Christian Moerler, Geschäftsführer der Severn Consultancy GmbH
Die aktuelle „Cost of Cyber Crime“-Studie des Ponemon Institute nennt zwei Haupteinfallstore für schadensreiche Angriffe: zum einen die externen gewaltsamen Einbrüche, sei es mittels Schadprogrammen (Malware) oder z.B. mittels Serverüberlastung (Denial of Service) – zum anderen aber die Taten krimineller Insider. Diese nutzen ihre Kenntnis über die Struktur der Datenverarbeitung im Unternehmen, über eingesetzte Schutzmechanismen und Zugangswege. Obwohl man externen wie internen Einfallstoren gleichermaßen Rechnung tragen muss, fokussieren unserer Erfahrung nach die meisten Unternehmen, gerade auch Banken und Finanzdienstleister, zu stark das Draußen, sie vermuten das Problem nur außerhalb. Für diesen Bereich lässt sich im Wesentlichen auf rein technologischer Ebene Vorsorge treffen, über Zugangshürden wie Firewalls und indem man aktuelle Sicherheitspatches für Betriebssysteme und Antivirenprogramme einsetzt. Hier spielt sich meist ein technologischer Wettlauf zwischen potenziellen Eindringlingen und den Unternehmen ab.

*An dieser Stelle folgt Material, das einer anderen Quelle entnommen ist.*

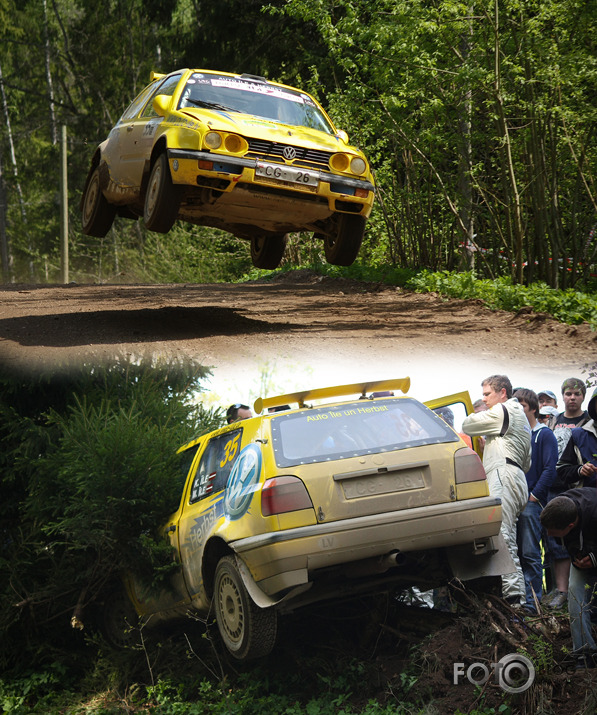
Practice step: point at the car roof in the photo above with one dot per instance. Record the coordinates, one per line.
(363, 389)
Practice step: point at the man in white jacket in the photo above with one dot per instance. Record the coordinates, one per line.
(506, 458)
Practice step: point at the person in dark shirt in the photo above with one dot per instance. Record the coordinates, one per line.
(578, 461)
(572, 518)
(544, 456)
(573, 394)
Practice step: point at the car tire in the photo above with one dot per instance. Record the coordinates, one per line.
(246, 630)
(97, 214)
(162, 198)
(342, 246)
(267, 251)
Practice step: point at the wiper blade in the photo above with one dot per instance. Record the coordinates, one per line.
(210, 105)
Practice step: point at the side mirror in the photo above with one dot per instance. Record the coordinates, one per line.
(161, 103)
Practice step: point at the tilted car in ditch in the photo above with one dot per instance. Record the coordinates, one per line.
(236, 152)
(324, 500)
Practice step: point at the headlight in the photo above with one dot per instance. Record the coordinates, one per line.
(234, 144)
(213, 140)
(339, 162)
(358, 166)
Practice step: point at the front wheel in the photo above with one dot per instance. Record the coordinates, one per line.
(97, 214)
(267, 251)
(162, 198)
(247, 630)
(342, 245)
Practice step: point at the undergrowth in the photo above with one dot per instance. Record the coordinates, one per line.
(569, 306)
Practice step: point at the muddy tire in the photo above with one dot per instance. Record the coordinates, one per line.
(246, 630)
(162, 198)
(268, 251)
(342, 246)
(97, 214)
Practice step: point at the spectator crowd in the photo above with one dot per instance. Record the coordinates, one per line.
(542, 462)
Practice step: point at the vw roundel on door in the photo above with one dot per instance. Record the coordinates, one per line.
(328, 498)
(236, 152)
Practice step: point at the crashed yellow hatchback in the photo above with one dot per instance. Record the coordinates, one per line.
(320, 498)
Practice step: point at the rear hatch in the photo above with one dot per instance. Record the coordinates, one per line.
(367, 457)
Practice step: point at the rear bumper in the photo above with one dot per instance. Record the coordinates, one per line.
(282, 559)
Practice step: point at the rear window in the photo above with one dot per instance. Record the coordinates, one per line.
(352, 429)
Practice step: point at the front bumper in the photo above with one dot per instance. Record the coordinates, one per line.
(229, 171)
(280, 560)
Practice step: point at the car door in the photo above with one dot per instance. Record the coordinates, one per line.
(139, 134)
(204, 509)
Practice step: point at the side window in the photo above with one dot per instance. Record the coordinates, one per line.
(135, 106)
(168, 87)
(215, 465)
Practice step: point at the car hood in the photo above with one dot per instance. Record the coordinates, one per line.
(253, 127)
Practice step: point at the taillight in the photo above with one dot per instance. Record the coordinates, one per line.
(468, 467)
(283, 494)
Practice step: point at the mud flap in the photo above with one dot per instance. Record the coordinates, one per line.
(468, 562)
(260, 598)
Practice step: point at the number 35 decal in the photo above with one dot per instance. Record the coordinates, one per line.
(230, 450)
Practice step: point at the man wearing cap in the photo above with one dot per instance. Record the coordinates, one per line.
(573, 394)
(506, 458)
(238, 412)
(572, 518)
(548, 415)
(548, 403)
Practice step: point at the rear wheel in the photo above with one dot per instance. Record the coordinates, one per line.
(97, 215)
(247, 630)
(342, 245)
(267, 251)
(162, 198)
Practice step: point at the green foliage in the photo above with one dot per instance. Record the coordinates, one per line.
(89, 474)
(569, 306)
(479, 125)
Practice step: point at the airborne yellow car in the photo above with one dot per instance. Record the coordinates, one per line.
(255, 158)
(318, 498)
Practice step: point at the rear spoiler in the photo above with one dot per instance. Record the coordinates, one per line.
(402, 384)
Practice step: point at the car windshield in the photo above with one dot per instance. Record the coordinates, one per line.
(352, 429)
(260, 99)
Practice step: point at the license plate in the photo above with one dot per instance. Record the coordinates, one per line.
(383, 484)
(286, 175)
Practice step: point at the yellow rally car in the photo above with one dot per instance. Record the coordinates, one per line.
(235, 152)
(324, 501)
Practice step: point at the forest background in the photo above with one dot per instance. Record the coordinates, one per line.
(479, 120)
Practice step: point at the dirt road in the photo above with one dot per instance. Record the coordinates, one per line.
(340, 330)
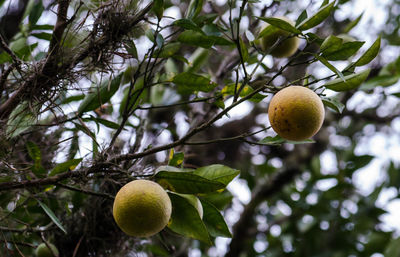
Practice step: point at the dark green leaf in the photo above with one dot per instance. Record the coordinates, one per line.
(219, 199)
(370, 54)
(197, 60)
(220, 41)
(52, 216)
(187, 182)
(243, 50)
(65, 166)
(279, 23)
(333, 104)
(194, 8)
(301, 18)
(158, 8)
(42, 35)
(35, 13)
(393, 249)
(131, 49)
(187, 24)
(21, 118)
(185, 220)
(345, 51)
(176, 158)
(352, 24)
(100, 95)
(26, 52)
(268, 30)
(317, 18)
(74, 146)
(351, 81)
(217, 172)
(330, 66)
(191, 37)
(168, 50)
(193, 82)
(73, 98)
(214, 221)
(34, 151)
(43, 27)
(277, 140)
(331, 44)
(195, 38)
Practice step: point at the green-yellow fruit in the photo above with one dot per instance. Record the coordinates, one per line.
(286, 48)
(142, 208)
(195, 202)
(296, 113)
(43, 251)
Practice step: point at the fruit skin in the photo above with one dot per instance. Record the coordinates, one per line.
(43, 251)
(142, 208)
(296, 113)
(286, 48)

Mindestens ebenso gravierend ist aber der Einfallsweg über kriminelle Insider. Diese haben in der Regel eine klare Vorstellung davon, was sie suchen und wo es zu finden ist. Neben reinen Sabotage-Akten wie dem Löschen relevanter Daten steht hier der Datendiebstahl an oberster Stelle. Dabei handelt es sich meist um wichtige Kundendaten – Stichwort: Steuer-CDs – oder um geistiges Eigentum, etwa in Form von Produktionsplänen bei Industrieunternehmen. Diese Cyberkriminalität von innen verursacht gerade im Finanzsektor üblicherweise einen realen Schaden, der deutlich über die Beseitigung der Einbruchsspuren hinausgeht. Für Unternehmen der Finanzwirtschaft ist Datendiebstahl zum echten Problem geworden. Leider nehmen zu viele von ihnen diese Form der Insiderkriminalität als gegeben hin und fühlen sich außerstande, ihre IT-Umgebung grundlegend zu schützen. Tatsächlich ist dieser Schutz aber nötig – und möglich.
Eine neue Disziplin der risikoorientierten IT-Steuerung ist angetreten, auch die Insiderkriminalität zu bekämpfen: die sogenannte IT-Compliance. Diese Disziplin des IT-Managements setzt sich mit Verfahren auseinander, die gegen Schäden von außen und innen vorbeugen. Dazu gehören die folgenden fünf Teildisziplinen:
• IT-Gefährdungsanalyse und Schutzklasseneinordnung von Systemen und Daten: zur strukturierten Betrachtung von Schwachstellen der IT-Architektur
• IT-Berechtigungsmanagement: zur Beschränkung von Zugangsrechten auf Anwendungen und Datenbanken, für Mitarbeiter und auch für Administratoren
• IT-Providermanagement: zur Steuerung und Beschränkung der Datenverarbeitung durch Serviceprovider (etwa mit anonymisierten Daten statt echter Produktionsdaten)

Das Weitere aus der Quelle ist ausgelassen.